Here are a few questions that helped us figure out whether building an AI-driven chatbot was the right move, and when it wasn’t.
1. Do your users need personalized, actionable guidance?
In complex domains like personal finance, users don’t just need information, they need help making sense of the information and therefore, their options. AI-powered personalized guidance becomes essential in difficult situations that require specific context of the user, like managing variable income or choosing which debt to pay down. This financial assistant chatbot started to gain traction once it could interpret user inputs and offer next steps that actually made sense for their specific case.
If your users need contextual support—something more than static advice—AI chatbots can help them connect the dots faster.

2. Could users feel safer talking to a chatbot than a human?
In interviews, some users told us they actually preferred sharing details about their finances with a chatbot. They felt less judged and more comfortable opening up about debt, income struggles, or financial mistakes. That psychological safety can be a real advantage—if the chatbot experience handles it with care.
In certain contexts, AI chatbots can lower emotional barriers. If shame or fear is part of the user journey, a chatbot might help people open up.
3. Is there a real, repetitive user need?
If users are constantly asking the same thing: FAQs, onboarding steps, how-tos; a chatbot might make sense. In our case, we saw patterns like “How do I start saving?” or “What’s the best way to boost my credit?” Automating those answers and/or re-directing them to existing resources helped reduce friction fast.
Don’t build a chatbot to have a chatbot. Build one if it's solving something that keeps coming up—especially if you're aiming to scale support automation or AI-driven guidance.

4. Can your domain handle automation?
We’ve worked in personal finance and other sensitive domains like legal where stakes are high. At first we restricted the chatbot to safe, pre-approved content early on to avoid misinformation. That kept things clean but made the chatbot frustratingly limited in some situations. We’re now working on a middle ground—one where the chatbot can still respond dynamically, but within compliance boundaries we trust.
If the cost of getting something wrong is high, be honest about what your AI chatbot can and can’t do.

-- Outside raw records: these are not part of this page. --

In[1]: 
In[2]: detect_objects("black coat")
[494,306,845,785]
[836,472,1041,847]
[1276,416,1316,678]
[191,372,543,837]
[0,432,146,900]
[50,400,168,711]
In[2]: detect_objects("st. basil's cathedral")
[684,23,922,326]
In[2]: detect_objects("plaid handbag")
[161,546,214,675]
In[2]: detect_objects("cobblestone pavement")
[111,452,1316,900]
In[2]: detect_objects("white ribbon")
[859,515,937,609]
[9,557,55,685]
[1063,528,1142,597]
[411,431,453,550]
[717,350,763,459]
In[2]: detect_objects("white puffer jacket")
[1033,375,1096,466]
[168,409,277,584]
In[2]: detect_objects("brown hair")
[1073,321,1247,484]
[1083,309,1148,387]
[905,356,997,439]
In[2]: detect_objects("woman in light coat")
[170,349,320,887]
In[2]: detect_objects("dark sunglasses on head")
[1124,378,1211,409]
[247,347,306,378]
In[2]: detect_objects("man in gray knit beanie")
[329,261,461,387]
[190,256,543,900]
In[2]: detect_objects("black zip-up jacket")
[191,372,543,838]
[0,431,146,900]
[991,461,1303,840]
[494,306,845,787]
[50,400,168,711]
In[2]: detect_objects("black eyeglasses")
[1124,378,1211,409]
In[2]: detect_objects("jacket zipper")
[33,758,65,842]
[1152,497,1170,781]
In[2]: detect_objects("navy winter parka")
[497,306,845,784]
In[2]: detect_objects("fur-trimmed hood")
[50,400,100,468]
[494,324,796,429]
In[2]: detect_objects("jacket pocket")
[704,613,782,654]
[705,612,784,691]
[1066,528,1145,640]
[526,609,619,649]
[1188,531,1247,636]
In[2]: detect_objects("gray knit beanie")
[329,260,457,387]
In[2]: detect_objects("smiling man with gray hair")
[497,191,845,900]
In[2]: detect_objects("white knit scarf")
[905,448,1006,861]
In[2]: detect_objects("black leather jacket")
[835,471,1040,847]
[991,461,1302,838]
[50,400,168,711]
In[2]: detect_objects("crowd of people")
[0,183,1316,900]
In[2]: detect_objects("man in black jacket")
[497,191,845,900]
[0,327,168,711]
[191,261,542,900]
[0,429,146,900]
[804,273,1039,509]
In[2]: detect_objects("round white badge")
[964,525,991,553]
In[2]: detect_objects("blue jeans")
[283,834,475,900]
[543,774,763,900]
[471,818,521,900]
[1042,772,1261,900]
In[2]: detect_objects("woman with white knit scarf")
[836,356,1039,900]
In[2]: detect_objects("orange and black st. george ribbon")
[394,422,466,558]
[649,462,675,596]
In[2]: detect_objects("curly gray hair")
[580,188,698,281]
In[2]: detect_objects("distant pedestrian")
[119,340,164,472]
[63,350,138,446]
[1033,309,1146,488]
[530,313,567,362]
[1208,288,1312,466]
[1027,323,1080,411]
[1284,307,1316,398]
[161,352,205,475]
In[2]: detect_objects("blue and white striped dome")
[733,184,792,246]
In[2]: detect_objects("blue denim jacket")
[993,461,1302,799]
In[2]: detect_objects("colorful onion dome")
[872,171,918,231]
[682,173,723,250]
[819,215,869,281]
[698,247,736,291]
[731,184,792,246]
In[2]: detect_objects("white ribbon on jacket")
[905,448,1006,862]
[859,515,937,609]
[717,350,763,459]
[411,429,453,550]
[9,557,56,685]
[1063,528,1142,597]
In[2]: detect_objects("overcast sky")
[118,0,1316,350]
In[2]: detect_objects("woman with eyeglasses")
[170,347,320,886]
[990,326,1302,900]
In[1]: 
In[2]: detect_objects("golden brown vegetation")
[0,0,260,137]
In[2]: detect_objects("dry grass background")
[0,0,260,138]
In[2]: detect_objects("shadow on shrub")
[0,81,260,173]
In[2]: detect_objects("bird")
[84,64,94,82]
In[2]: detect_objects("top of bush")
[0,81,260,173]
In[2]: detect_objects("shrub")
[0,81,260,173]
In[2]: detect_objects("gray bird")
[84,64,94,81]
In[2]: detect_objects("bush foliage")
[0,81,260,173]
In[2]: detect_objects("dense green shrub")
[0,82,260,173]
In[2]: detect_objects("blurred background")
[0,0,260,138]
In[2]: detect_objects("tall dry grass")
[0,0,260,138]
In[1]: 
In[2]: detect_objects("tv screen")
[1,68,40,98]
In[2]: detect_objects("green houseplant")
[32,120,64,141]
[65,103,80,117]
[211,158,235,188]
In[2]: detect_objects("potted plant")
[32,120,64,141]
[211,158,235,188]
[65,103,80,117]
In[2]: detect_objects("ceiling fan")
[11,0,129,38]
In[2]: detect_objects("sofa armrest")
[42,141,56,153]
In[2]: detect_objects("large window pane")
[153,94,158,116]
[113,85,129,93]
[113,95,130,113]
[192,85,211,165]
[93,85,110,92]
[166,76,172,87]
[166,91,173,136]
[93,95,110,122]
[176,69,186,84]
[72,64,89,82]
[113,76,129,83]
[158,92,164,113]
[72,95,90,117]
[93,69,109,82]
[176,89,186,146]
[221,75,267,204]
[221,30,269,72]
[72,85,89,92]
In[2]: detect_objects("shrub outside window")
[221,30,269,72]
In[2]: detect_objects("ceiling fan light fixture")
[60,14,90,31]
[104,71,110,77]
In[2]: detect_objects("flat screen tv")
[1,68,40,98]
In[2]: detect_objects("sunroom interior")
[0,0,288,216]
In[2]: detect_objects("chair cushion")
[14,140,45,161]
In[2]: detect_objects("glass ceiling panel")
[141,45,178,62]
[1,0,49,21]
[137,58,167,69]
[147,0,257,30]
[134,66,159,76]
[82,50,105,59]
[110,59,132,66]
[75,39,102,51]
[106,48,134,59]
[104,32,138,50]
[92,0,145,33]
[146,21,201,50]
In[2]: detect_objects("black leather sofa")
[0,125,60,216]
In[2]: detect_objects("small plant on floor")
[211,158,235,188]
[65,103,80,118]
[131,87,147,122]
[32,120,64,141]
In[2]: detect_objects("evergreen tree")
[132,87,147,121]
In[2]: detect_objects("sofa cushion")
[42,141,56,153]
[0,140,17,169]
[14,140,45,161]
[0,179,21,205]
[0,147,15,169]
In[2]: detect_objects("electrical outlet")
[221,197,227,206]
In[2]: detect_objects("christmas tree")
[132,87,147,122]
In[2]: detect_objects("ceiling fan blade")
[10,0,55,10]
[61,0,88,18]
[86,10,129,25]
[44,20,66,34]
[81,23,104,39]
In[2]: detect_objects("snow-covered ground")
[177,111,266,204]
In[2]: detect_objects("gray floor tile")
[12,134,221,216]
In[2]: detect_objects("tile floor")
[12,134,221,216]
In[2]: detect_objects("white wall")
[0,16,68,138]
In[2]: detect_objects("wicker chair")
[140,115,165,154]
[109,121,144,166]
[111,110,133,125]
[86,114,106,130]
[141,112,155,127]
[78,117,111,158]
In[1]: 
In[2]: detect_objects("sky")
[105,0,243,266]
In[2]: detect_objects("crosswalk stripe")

5. Do users actually need help at the moment?
An AI chatbot shines when users are stuck or overwhelmed and can’t wait. Many people manage their finances outside of traditional hours, often late at night, when questions about bills or income gaps can feel most urgent. A 24/7 financial assistant that’s available anytime could offer real-time support when users need it most, helping them take action in the moment instead of waiting or feeling stuck.
If people need just-in-time assistance, an AI chatbot can act as an always-on support layer. If they don’t, maybe a static resource is enough.
Final thoughts…
Building an AI chatbot can absolutely improve UX, reduce support load, and scale human-like interactions—but only if you're solving something real, and you're ready to keep showing up for it. Our financial assistant chatbot wasn’t magic out of the gate. But it’s starting to work—because we’re listening, adapting, and designing for real human needs, not just AI capability.
If you're considering building a chatbot, ask yourself:
Is it solving a pain point? Can it grow over time? Are we designing it to support how users want to engage?